Professor Yaping Dan from the University of Michigan-Shanghai Jiao Tong University Joint Institute (UM-SJTU JI, JI hereafter) has published a paper titled “Analytical impact excitation of Er/O/B co-doped Si light emitting diodes” in Physical Review Letters, a global top journal in physics. The paper with the latest finding of his research team explores the theory of impurity impact excitation in semiconductors and establishes an analytical expression for internal quantum efficiency, providing a theoretical basis for the design of light-emitting diode devices.

Yaping Dan is the corresponding author of the paper first-authored by JI Ph.D. student Xiaoming Wang. Contributors of the research also include Dr. Jiajing He from Shanghai Institute of Optics and Mechanics of Chinese Academy of Sciences, Professor Bao Hua and his Ph.D. students Ao Wang and Yufei Sheng from the Global Institute of Future Technology of Shanghai Jiao Tong University, Professor Weida Hu and Dr. Zhang Kun from Shanghai Institute of Technical Physics of Chinese Academy of Sciences, and Professor Chaoyuan Jin from Zhejiang University.

Figure 1. Principle of Er containing silicon diode under reverse bias and light emission image at communication wavelength.

Computer chips are made on silicon. Most of the existing chip technologies are developed for devices based on silicon. As of today, however, the signal processing speed of these chips are approaching their limit due to the relatively low speed of electrons. No particles run faster than light. Using light to transmit and process signals will have a much higher speed. Developing silicon based light processing devices, in particular light emitting diodes, is a natural choice for advanced chips in the future.

However, silicon is an extremely inefficient light emitting material. Developing efficient silicon light emitting diodes is a long-standing challenge. Introducing Er ions into silicon is a particularly interesting approach because Er ions can emit light at the communication wavelength of the current fiber network.

Previously, scientists found that Er containing silicon diodes are more efficient under reverse bias. However, the principle behind this phenomenon remains mysterious. Writing in the lastest issue of Physical Review Letters, X. Wang et al from Shanghai Jiao Tong University developed a device theory governing the emission properties of Er containing silicon diodes at reverse bias.

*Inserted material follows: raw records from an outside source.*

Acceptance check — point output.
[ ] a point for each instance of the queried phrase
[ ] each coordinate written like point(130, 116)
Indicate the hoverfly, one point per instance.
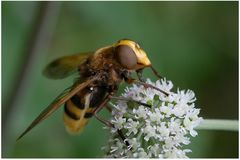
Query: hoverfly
point(100, 72)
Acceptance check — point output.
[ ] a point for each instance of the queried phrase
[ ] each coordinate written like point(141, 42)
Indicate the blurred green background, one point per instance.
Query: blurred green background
point(193, 44)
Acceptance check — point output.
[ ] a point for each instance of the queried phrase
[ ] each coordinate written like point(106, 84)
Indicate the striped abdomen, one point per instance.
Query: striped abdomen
point(80, 107)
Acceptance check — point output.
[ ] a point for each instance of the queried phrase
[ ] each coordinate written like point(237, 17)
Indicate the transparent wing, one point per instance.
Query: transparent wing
point(65, 66)
point(61, 99)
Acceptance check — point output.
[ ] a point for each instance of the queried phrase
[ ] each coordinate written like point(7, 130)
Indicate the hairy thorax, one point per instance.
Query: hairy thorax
point(103, 63)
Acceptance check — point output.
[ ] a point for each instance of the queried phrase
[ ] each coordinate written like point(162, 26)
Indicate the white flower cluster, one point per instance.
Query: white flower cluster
point(156, 132)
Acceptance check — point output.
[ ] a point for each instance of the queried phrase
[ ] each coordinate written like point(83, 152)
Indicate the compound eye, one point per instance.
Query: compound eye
point(126, 56)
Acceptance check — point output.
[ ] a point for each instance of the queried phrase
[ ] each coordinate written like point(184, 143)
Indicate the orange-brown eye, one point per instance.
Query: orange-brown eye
point(126, 56)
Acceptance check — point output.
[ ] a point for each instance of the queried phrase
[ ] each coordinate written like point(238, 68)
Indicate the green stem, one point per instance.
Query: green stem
point(219, 124)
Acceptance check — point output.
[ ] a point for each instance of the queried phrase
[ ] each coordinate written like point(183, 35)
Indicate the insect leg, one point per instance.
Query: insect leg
point(151, 86)
point(155, 72)
point(108, 107)
point(140, 76)
point(131, 100)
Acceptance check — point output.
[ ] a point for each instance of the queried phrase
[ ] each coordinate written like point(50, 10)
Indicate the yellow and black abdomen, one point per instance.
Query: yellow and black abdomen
point(80, 107)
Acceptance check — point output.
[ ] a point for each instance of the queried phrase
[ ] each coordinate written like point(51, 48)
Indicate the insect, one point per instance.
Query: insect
point(100, 72)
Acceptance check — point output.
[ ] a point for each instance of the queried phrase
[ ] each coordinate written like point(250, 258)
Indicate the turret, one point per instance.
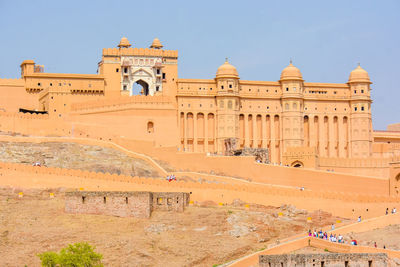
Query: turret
point(227, 80)
point(361, 122)
point(292, 107)
point(27, 67)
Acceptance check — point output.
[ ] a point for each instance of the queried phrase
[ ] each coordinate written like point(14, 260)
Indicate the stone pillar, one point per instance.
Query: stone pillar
point(311, 131)
point(206, 132)
point(322, 136)
point(255, 131)
point(332, 143)
point(273, 142)
point(185, 129)
point(264, 131)
point(195, 140)
point(246, 131)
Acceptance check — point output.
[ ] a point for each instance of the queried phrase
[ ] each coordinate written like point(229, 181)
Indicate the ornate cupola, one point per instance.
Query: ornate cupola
point(124, 43)
point(156, 44)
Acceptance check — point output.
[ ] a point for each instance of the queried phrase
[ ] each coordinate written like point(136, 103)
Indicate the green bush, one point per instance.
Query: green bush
point(76, 255)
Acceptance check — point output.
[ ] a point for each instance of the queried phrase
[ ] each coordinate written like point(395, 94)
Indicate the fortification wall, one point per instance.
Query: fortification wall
point(247, 168)
point(121, 102)
point(347, 205)
point(121, 204)
point(133, 51)
point(324, 259)
point(375, 167)
point(13, 96)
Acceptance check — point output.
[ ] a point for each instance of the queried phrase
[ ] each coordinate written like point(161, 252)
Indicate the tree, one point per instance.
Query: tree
point(76, 255)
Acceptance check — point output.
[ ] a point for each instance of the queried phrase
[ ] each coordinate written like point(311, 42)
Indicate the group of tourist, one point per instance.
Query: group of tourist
point(324, 235)
point(393, 211)
point(171, 178)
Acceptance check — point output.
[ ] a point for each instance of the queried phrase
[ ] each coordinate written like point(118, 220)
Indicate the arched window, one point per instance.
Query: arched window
point(230, 104)
point(286, 106)
point(150, 127)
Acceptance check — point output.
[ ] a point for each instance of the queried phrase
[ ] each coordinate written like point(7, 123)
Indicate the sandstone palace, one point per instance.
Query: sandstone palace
point(324, 126)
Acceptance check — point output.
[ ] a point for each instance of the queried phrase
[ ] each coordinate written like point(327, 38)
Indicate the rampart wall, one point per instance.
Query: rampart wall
point(124, 204)
point(347, 205)
point(324, 259)
point(300, 242)
point(378, 167)
point(14, 96)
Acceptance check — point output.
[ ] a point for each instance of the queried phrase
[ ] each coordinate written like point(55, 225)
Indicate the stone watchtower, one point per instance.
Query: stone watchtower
point(360, 115)
point(227, 100)
point(292, 107)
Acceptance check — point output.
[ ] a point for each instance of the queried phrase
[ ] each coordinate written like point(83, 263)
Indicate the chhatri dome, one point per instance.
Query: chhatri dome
point(156, 44)
point(124, 43)
point(226, 70)
point(359, 75)
point(291, 72)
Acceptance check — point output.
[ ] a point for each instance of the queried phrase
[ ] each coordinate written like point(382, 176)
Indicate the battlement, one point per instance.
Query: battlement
point(140, 52)
point(11, 82)
point(121, 101)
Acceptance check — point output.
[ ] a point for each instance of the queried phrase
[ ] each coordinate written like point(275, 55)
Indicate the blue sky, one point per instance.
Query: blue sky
point(325, 39)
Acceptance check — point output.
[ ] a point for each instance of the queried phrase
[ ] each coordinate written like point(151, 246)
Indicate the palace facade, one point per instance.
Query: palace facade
point(317, 125)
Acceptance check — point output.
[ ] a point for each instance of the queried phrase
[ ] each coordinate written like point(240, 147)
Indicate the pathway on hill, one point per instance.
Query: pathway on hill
point(297, 241)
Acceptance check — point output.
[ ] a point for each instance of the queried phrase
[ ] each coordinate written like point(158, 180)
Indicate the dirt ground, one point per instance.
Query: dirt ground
point(75, 156)
point(203, 235)
point(388, 236)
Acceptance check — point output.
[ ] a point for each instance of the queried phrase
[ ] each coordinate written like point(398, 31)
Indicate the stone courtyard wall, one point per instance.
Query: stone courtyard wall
point(325, 260)
point(124, 204)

Professor Dan, who spearheaded the device theory, said: “This device theory reveals the physics inside Er containing Si diodes at reverse bias. Excitingly, it will also guide us to develop more efficient silicon based light sources, in particular, single photon emitters for quantum computing.”

Author Biography

Xiaoming Wang is a Ph.D. student at the UM-SJTU Joint Institute. Her research efforts focus on developing silicon-based light sources at telecommunication wavelength.

Yaping Dan is currently holding the full Professorship of Shanghai Jiao Tong University. He received his Bachelor degree in electrical engineering from Xi’an Jiaotong University in 1999, Master’s degree in microelectronics from Tsinghua University in 2002, and Ph.D. in electrical engineering from the University of Pennsylvania in 2008. He was a postdoctoral fellow at Harvard University before joining the joint institute in 2012 as an associate professor. He was tenured in 2020 and promoted to the rank of full professor in December 2021. He was appointed as the associate editor of AIP Advances and Frontiers in Physics starting in June, 2022, and elected in 2023 as Fellow of Institute of Engineering and Technology (FIET), UK. His research efforts focus on developing all-silicon optoelectronics and single-atom electronics, providing key solutions for future advanced integrated circuits and quantum computing technologies.